Vipin is a seasoned systems specialist with expertise in Workday integrations, enterprise applications, and BI/analytics solutions. He supports life-science organizations in implementing and integrating platforms used for medical and clinical-trial data management, helping ensure secure data flows, compliance, and streamlined operations. His cross-domain experience enables biotech teams to deploy scalable digital infrastructure that accelerates R&D and clinical execution.

Dr. Zafar Mahmood holds a PhD in Immunology with a focus on B cells and has clinical experience across multiple therapeutic areas. As a Global Clinical & Biomarker Lead, he applies his immunology background and expertise in precision medicine to develop and execute clinical & biomarker strategies for global-phase clinical trials (I-IV) in immunology, immuno-oncology, and rheumatology (primarily arthritis). He has years of experience leading cross-functional teams, vetting technologies, and generating impactful, innovative data for the global phase.

Dr.
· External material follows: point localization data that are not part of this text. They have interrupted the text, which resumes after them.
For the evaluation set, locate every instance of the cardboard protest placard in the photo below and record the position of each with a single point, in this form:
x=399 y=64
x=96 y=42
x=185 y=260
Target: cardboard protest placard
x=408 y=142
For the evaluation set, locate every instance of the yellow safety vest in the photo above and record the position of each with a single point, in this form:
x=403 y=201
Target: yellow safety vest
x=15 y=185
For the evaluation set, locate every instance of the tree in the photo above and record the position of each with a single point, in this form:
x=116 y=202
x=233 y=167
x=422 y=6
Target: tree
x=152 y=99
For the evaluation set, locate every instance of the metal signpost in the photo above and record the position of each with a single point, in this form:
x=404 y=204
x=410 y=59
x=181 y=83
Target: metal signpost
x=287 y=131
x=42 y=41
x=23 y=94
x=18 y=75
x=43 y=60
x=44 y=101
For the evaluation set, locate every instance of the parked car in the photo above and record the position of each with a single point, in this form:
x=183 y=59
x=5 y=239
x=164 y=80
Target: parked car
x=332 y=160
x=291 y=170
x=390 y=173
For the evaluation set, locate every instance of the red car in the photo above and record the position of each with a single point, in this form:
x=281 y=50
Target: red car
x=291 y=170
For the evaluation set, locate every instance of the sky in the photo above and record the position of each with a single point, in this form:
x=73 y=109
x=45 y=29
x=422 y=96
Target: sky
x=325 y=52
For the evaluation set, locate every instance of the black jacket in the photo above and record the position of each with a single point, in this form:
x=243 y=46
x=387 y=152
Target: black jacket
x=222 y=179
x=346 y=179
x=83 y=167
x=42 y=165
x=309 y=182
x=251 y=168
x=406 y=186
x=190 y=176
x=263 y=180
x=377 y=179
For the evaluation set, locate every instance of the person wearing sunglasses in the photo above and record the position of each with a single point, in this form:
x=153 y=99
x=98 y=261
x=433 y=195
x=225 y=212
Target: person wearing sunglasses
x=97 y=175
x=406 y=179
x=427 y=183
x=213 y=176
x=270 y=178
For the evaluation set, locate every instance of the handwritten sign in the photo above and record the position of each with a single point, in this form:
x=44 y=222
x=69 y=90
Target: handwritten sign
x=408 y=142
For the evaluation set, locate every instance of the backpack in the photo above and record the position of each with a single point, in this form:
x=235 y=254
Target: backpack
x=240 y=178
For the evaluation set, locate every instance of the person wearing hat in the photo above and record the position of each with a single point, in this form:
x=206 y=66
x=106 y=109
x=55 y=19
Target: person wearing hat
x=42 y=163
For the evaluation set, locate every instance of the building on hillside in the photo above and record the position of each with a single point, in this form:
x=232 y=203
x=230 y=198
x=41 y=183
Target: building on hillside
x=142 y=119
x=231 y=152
Arti Pal is a bioscientist specializing in extracellular vesicles (EVs), bioprocess technologies, and plant-based biology. As an entrepreneur, she plays a key role in developing EV products and processes, facilitating the application of emerging scientific findings across clinical and non-clinical (cosmetic) settings. At PCG, Arti advises clients on EV platform strategies, bioprocess scaling, and commercialization planning.

Dr. Anjali Singh is a scientist with expertise in Cell and Gene Therapy (CGT) manufacturing and process scale-up. Her work spans supporting process and analytical control strategies, as well as comparability strategies for regulatory filings, advancing products from lead optimization through scale-up and clinical readiness. At PCG, Anjali advises clients on CMC strategy, technical due diligence, and development pathways to support efficient, streamlined commercialization.